Oszust, czy wnuczek?
Trzy i pół tysiąca złotych od mieszkanki Żor chciał wyłudzić fałszywy wnuczek. Na szczęście oszusta zdemaskował mąż pokrzywdzonej, który wyczuł perfidny podstęp.
Kolejną, na szczęście nieudaną próbę oszustwa, odnotowali kryminalni z Żor. O zdarzeniu policjantów zaalarmował mieszkaniec osiedla Pawlikowskiego. Mężczyzna powiadomił, że we wtorek do jego żony zadzwoniła osoba podająca się za wnuczka.
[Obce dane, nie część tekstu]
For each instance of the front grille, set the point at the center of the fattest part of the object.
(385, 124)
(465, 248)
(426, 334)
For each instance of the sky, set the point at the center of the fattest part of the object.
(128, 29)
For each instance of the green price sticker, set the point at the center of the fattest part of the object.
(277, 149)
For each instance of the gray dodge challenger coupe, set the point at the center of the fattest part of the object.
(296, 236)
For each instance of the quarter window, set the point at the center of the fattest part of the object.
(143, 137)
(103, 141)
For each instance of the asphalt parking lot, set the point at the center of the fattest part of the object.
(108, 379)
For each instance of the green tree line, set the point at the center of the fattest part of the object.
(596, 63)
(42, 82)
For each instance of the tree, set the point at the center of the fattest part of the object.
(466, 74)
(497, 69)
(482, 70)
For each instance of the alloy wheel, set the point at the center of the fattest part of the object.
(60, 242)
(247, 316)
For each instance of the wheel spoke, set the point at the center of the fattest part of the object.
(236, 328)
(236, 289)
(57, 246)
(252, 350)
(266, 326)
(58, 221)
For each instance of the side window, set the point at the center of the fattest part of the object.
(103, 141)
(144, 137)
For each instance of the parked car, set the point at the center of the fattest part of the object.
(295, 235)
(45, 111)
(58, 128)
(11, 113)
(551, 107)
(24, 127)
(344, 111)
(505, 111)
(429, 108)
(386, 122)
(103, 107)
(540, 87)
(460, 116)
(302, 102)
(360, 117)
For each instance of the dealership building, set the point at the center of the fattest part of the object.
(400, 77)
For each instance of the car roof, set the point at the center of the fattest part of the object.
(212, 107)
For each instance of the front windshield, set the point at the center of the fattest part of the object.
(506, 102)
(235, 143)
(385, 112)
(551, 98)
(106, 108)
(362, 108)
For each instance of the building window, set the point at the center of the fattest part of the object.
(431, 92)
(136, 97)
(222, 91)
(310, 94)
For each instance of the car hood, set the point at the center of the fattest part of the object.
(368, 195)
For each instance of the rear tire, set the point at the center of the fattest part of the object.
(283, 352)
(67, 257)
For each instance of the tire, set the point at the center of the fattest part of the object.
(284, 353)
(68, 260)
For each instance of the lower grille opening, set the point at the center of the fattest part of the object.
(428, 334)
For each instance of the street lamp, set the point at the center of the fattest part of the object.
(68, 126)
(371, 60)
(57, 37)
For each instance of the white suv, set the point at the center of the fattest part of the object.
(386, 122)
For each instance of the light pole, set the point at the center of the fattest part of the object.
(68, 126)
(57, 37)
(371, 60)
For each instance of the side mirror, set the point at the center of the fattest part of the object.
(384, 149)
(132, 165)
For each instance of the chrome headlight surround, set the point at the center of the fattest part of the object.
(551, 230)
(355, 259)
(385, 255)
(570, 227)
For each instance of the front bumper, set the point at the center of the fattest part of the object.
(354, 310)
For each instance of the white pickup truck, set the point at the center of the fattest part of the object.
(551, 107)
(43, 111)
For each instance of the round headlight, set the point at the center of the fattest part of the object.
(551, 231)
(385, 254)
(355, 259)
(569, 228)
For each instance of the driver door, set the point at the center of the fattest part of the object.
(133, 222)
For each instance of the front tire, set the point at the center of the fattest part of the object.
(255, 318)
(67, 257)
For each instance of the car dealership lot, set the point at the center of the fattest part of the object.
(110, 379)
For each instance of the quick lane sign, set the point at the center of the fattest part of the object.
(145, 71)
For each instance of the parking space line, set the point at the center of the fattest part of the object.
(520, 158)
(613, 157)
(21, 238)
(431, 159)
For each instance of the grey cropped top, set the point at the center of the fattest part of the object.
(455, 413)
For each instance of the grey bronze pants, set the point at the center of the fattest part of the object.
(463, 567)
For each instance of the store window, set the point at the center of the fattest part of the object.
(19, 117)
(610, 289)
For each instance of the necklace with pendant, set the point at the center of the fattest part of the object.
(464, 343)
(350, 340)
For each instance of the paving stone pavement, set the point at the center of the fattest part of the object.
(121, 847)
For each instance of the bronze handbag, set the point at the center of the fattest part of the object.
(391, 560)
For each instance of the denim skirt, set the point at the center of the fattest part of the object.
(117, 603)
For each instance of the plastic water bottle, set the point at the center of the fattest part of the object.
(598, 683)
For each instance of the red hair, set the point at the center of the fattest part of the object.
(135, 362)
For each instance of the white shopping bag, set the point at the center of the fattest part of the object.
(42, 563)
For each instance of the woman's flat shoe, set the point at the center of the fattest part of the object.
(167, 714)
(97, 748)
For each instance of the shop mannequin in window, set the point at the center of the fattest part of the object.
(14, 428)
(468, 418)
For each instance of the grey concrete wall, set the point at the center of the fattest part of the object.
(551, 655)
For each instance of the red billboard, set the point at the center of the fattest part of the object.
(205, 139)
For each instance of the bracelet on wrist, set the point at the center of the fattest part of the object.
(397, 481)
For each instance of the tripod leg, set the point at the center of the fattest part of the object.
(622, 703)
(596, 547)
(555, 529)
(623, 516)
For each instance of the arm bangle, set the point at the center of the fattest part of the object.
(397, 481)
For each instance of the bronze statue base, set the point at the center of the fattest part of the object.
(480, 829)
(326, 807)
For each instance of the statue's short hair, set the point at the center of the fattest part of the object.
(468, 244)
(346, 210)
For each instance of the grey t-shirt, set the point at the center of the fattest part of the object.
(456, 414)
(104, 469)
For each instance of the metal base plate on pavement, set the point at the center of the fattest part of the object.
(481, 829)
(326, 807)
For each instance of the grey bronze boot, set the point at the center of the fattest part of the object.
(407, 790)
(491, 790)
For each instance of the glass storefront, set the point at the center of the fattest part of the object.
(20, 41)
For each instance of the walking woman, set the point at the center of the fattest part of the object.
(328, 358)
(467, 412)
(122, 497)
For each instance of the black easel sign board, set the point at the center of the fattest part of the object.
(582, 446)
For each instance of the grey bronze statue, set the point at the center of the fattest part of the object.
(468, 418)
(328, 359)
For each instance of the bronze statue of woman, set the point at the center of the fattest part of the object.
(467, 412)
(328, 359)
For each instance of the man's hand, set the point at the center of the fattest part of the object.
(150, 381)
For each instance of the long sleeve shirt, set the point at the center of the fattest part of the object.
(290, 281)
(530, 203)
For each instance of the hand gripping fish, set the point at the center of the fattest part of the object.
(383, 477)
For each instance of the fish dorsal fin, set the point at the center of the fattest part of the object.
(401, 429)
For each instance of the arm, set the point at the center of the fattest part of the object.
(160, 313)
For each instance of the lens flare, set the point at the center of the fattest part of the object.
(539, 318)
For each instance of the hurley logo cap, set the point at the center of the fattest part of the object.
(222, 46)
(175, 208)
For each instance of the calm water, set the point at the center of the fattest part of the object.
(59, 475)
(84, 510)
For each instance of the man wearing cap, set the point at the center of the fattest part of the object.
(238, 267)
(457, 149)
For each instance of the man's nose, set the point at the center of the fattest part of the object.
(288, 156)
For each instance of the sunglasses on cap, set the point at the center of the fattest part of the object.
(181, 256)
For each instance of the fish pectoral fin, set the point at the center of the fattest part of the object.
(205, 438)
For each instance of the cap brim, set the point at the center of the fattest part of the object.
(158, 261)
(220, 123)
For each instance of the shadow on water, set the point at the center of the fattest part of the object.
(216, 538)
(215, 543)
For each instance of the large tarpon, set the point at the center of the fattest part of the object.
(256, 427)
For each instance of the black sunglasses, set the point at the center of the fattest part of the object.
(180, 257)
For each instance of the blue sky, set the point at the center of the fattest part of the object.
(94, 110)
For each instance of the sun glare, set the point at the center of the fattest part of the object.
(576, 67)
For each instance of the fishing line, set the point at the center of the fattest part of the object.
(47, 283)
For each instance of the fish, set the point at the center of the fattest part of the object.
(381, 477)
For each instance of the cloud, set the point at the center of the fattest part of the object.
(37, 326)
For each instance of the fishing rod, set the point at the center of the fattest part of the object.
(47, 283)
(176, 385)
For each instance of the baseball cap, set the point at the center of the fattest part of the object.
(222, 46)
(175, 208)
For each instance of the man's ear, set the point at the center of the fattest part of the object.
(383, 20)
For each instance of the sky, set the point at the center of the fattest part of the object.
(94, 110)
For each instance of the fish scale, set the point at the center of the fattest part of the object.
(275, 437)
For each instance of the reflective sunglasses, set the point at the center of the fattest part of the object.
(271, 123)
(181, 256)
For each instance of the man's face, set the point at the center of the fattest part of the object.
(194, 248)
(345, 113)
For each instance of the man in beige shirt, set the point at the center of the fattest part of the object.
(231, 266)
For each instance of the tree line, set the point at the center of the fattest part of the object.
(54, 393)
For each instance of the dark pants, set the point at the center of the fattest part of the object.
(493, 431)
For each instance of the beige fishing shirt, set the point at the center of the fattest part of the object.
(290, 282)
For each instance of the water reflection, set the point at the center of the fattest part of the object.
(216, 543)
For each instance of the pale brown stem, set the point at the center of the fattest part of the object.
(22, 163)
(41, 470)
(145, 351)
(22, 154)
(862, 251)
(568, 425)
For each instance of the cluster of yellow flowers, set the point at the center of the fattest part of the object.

Rozmówca rozpaczliwie poinformował o rzekomym zdarzeniu drogowym, w którym to miał potrącić kobietę z dzieckiem. Prosił o trzy i pół tysiąca złotych tłumacząc, że musi zapłacić by sprawa nie ujrzała światła dziennego. Roztrzęsiona 69-latka po rozmowie telefonicznej niemalże natychmiast wyszła z domu do banku po pieniędze. W tym czasie jej mąż skontaktował się z prawdziwym wnuczkiem, aby na spokojnie porozmawiać o jego problemach. Podejrzenia mężczyzny okazały się słuszne, gdyż oburzony krewny kategorycznie zaprzeczył wcześniejszym informacjom. Dzięki czujności małżonkowie nie dali się okraść. Kiedy prawda wyszła na jaw mąż szybko pojechał do banku po żonę. Następnie o całym zajściu zawiadomił śledczych. Sam oszust nie zjawił się w umówionym miejscu o wyznaczonej porze. Policjanci ostrzegają mieszkańców przed próbami oszustw, w przypadku których rozmówcy podają się za krewnych. Zanim pochopnie podejmiemy decyzję skontaktujmy się z bliskimi i sprawdźmy, czy naprawdę potrzebują naszej pomocy.